“Speaks English?” I cried, surprised. “Why, in Leghorn he always feigned ignorance of any single word of English.”
“For his own purposes, no doubt,” laughed my friend. “Ten minutes ago I overheard him talking English with his lordship quite fluently. It seems as though this old Italian has a plan,—a tracing, no doubt,—and from it they are locating the whereabouts of the treasure. They have a measuring-tape with them, and have taken a lot of measurements, all from the southern buttress of the central tower. Their measurements, however, extended much farther than ours, indeed right away into the field beyond the one where are the remains of the fish ponds. You recollect where a footpath crosses, which, it appears, leads to a place called Anchor Church House, whatever that may be. Well, they measured, took angles by the buttress of the tower, and here and there stuck into the grass little pieces of whitewashed wood like labels gardeners use. They’ve evidently been marking out the ground in a long oblong patch, and both were exceedingly careful that their measurements should tally exactly with what was given upon the plan. Lord Glenelg went about sounding various spots by tapping the earth with his cane. The latter I discovered was a bar of iron painted dark-brown, and hooked to represent a walking stick—a clever contrivance to escape attention. He evidently expected to find some hollow spot.”
“But that is not borne out by the record left by old Godfrey, is it? Why should they expect to discover a hollow?”
“Ah! that’s a mystery,” he responded. “I merely tell you what I’ve just seen—namely, that they have some plan from which they are working in a slow, scientific, and methodical manner, not in our field, but in the one beyond, in what I’ve ascertained is called the Great Postland. They have a compass with them, and have taken proper bearings.”

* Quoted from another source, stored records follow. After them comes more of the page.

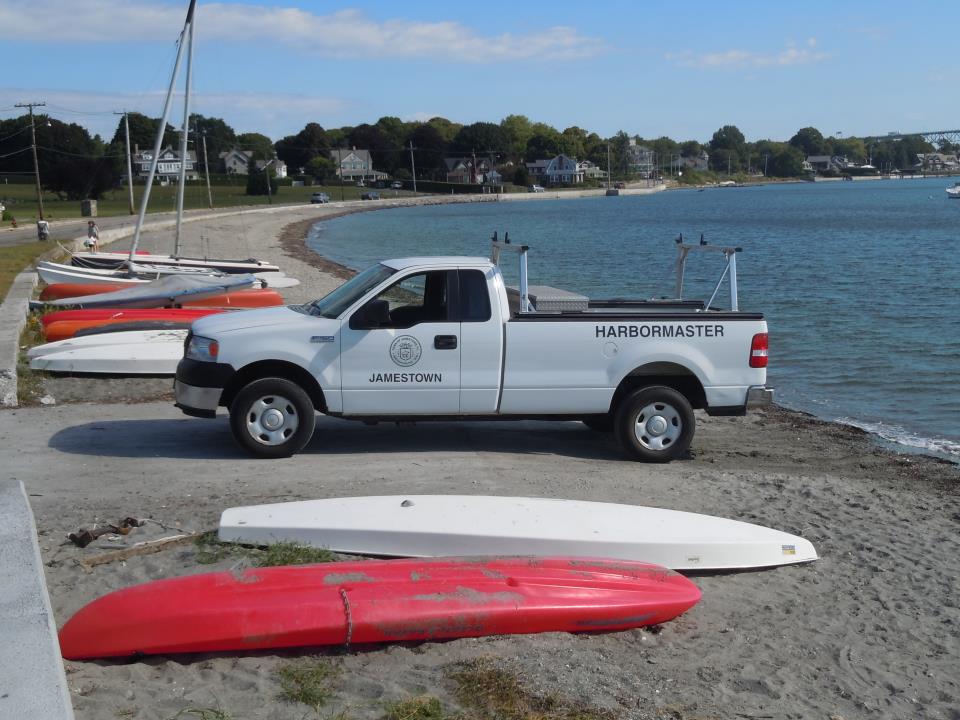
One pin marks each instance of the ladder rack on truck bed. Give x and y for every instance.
(542, 298)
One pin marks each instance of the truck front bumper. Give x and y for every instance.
(759, 396)
(199, 386)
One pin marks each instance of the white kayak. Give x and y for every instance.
(128, 337)
(437, 525)
(150, 357)
(114, 260)
(52, 273)
(168, 290)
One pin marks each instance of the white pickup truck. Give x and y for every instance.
(431, 338)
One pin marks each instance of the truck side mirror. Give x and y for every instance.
(374, 314)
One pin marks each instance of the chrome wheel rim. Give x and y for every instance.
(272, 420)
(658, 426)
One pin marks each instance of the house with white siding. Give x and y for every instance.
(353, 165)
(168, 166)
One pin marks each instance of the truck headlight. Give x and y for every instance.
(202, 349)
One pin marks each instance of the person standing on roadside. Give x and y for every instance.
(92, 243)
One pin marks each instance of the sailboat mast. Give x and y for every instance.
(184, 135)
(159, 141)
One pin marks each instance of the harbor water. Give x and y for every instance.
(859, 282)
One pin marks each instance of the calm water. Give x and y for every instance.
(860, 282)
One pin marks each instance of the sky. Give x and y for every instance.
(681, 69)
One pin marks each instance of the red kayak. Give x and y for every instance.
(127, 315)
(67, 324)
(375, 601)
(252, 298)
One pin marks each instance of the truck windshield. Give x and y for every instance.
(347, 294)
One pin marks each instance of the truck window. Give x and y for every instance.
(474, 297)
(417, 298)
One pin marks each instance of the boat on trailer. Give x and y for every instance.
(348, 603)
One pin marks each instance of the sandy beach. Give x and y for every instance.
(871, 630)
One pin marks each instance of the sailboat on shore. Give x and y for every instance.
(136, 264)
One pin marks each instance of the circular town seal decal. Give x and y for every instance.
(405, 350)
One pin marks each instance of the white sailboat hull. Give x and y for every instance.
(437, 525)
(108, 260)
(130, 337)
(151, 357)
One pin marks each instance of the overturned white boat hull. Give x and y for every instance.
(116, 339)
(114, 260)
(437, 525)
(146, 356)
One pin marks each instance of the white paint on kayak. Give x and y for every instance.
(132, 337)
(134, 358)
(437, 525)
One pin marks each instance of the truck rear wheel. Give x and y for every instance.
(272, 417)
(654, 424)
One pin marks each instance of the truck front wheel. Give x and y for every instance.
(654, 424)
(272, 417)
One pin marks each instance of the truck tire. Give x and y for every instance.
(654, 424)
(272, 417)
(599, 423)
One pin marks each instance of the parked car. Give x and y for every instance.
(392, 340)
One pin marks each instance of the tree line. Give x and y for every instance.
(77, 165)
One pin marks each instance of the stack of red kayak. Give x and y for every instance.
(376, 601)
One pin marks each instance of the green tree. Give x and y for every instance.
(727, 149)
(573, 142)
(786, 161)
(445, 127)
(257, 183)
(220, 137)
(481, 138)
(297, 150)
(543, 146)
(431, 149)
(810, 141)
(322, 169)
(260, 145)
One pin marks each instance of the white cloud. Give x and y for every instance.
(341, 34)
(790, 55)
(274, 115)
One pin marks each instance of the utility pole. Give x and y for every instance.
(33, 145)
(126, 134)
(608, 166)
(413, 169)
(206, 167)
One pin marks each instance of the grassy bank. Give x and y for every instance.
(21, 200)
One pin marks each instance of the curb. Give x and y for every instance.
(13, 317)
(34, 684)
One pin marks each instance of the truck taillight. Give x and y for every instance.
(758, 350)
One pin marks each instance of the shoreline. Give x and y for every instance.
(867, 630)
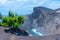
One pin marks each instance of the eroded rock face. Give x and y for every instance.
(44, 20)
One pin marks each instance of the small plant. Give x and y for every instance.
(5, 25)
(15, 25)
(0, 23)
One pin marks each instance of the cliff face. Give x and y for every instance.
(44, 20)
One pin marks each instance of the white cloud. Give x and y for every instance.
(54, 5)
(3, 1)
(42, 2)
(22, 0)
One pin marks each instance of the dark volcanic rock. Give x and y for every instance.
(44, 20)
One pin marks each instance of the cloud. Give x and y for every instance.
(3, 2)
(53, 4)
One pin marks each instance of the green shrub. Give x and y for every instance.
(0, 24)
(15, 25)
(11, 14)
(5, 25)
(21, 19)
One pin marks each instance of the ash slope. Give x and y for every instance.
(44, 20)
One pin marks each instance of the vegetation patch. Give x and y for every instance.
(13, 22)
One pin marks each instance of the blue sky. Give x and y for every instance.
(24, 7)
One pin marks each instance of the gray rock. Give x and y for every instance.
(44, 20)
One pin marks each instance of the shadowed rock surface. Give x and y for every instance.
(8, 36)
(44, 20)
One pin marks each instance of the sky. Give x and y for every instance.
(25, 7)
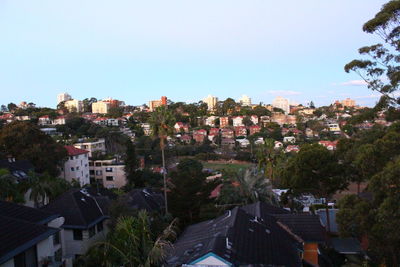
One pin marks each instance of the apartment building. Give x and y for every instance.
(101, 107)
(109, 173)
(95, 146)
(76, 167)
(74, 105)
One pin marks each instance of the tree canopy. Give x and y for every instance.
(25, 141)
(380, 69)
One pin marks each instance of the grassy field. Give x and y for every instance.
(217, 166)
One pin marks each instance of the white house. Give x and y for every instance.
(76, 167)
(289, 139)
(237, 121)
(109, 173)
(98, 146)
(210, 121)
(254, 119)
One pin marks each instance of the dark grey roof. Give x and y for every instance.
(238, 238)
(346, 245)
(20, 228)
(32, 215)
(262, 209)
(79, 209)
(332, 221)
(307, 226)
(145, 199)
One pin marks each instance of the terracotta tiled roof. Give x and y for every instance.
(73, 151)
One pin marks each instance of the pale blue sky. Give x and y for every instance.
(185, 49)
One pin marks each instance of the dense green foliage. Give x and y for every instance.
(190, 191)
(25, 141)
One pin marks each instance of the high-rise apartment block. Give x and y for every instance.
(63, 97)
(282, 103)
(348, 102)
(245, 100)
(74, 105)
(211, 102)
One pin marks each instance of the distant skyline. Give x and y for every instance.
(137, 51)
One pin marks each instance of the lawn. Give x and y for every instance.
(225, 165)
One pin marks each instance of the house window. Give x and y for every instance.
(78, 234)
(58, 255)
(56, 238)
(92, 231)
(100, 227)
(26, 258)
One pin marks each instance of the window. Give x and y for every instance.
(56, 238)
(78, 234)
(26, 258)
(58, 255)
(92, 231)
(100, 227)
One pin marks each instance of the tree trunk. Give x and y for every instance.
(328, 220)
(165, 179)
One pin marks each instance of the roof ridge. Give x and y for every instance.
(76, 204)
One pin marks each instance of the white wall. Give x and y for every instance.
(80, 163)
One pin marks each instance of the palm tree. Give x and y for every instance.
(9, 187)
(161, 122)
(132, 244)
(247, 187)
(38, 188)
(268, 157)
(254, 187)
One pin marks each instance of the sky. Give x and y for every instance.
(137, 51)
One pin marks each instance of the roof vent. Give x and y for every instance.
(188, 252)
(228, 244)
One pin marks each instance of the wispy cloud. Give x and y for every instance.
(367, 96)
(283, 92)
(354, 83)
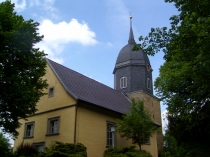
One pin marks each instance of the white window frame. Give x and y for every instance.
(29, 130)
(147, 140)
(53, 126)
(51, 92)
(123, 82)
(149, 83)
(40, 146)
(111, 140)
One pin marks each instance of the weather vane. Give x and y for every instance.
(130, 15)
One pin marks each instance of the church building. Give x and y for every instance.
(78, 109)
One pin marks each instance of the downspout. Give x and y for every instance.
(75, 125)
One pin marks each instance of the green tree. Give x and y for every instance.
(5, 147)
(21, 68)
(183, 83)
(137, 125)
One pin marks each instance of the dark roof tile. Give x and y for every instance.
(89, 90)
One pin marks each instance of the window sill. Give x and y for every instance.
(110, 146)
(28, 137)
(52, 134)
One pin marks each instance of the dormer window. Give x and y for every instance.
(51, 92)
(123, 82)
(148, 83)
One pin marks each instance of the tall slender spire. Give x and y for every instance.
(131, 37)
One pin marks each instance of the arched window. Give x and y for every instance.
(123, 82)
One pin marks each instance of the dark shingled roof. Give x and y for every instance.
(89, 90)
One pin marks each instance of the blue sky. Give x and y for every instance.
(87, 35)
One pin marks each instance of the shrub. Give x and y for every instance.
(59, 149)
(126, 152)
(26, 149)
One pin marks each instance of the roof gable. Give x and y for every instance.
(89, 90)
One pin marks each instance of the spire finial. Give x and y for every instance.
(131, 38)
(130, 15)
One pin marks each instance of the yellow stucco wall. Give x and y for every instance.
(153, 105)
(66, 128)
(61, 97)
(91, 131)
(61, 104)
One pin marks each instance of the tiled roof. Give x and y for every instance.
(89, 90)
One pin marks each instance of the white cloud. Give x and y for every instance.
(118, 13)
(19, 4)
(110, 44)
(58, 35)
(46, 5)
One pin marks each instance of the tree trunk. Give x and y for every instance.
(139, 146)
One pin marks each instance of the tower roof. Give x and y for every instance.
(127, 56)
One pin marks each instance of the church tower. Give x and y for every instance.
(132, 70)
(133, 77)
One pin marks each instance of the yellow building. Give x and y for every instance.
(77, 109)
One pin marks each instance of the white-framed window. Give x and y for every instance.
(51, 92)
(148, 83)
(40, 146)
(123, 82)
(53, 126)
(29, 130)
(111, 134)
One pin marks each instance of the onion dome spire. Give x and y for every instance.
(131, 37)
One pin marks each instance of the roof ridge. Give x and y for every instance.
(84, 75)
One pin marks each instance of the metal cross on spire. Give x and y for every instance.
(131, 37)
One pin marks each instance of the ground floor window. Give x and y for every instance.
(53, 125)
(29, 130)
(111, 134)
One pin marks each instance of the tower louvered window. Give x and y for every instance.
(148, 83)
(123, 82)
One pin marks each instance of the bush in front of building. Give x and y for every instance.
(126, 152)
(26, 149)
(59, 149)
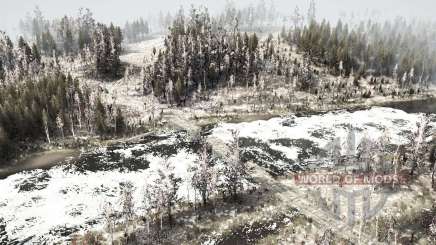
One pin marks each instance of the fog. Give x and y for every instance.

“Well, they’ll have to get the permission of the owner of the land before they can dig, that’s certain. I wonder to whom it belongs?”
“To the Church, no doubt. If we warn our friend, the rector, we’ll no doubt be able to stop their little game, at least for the present,” remarked Walter. “Unless, of course, the magic of an earl’s name carries more weight than ours. Recollect that Lord Glenelg is a Fellow of the Society of Antiquaries and a well-known archaeologist.”
“But why is he investigating a spot that is not mentioned in The Closed Book?” I queried. “This seems to me an independent search altogether.”
“Perhaps; but it is directed towards the same end—namely, the discovery of the abbey treasure. Yet, where the hunchback obtained his plan is certainly a mystery. They marked out an oblong on the grass about twenty feet long by ten feet, and then gauged the center of it. At the exact spot the old Italian placed a piece of newspaper under a big flint which he found on the footpath, and then took up the whitened pieces of wood with which he marked the ground.”
“And then?”
“They went back to the inn together, and as soon as they were out of sight I cut down a big bunch of nettles at the spot with my stick, and then moved the stone and bit of newspaper about fifty feet westward.” He laughed.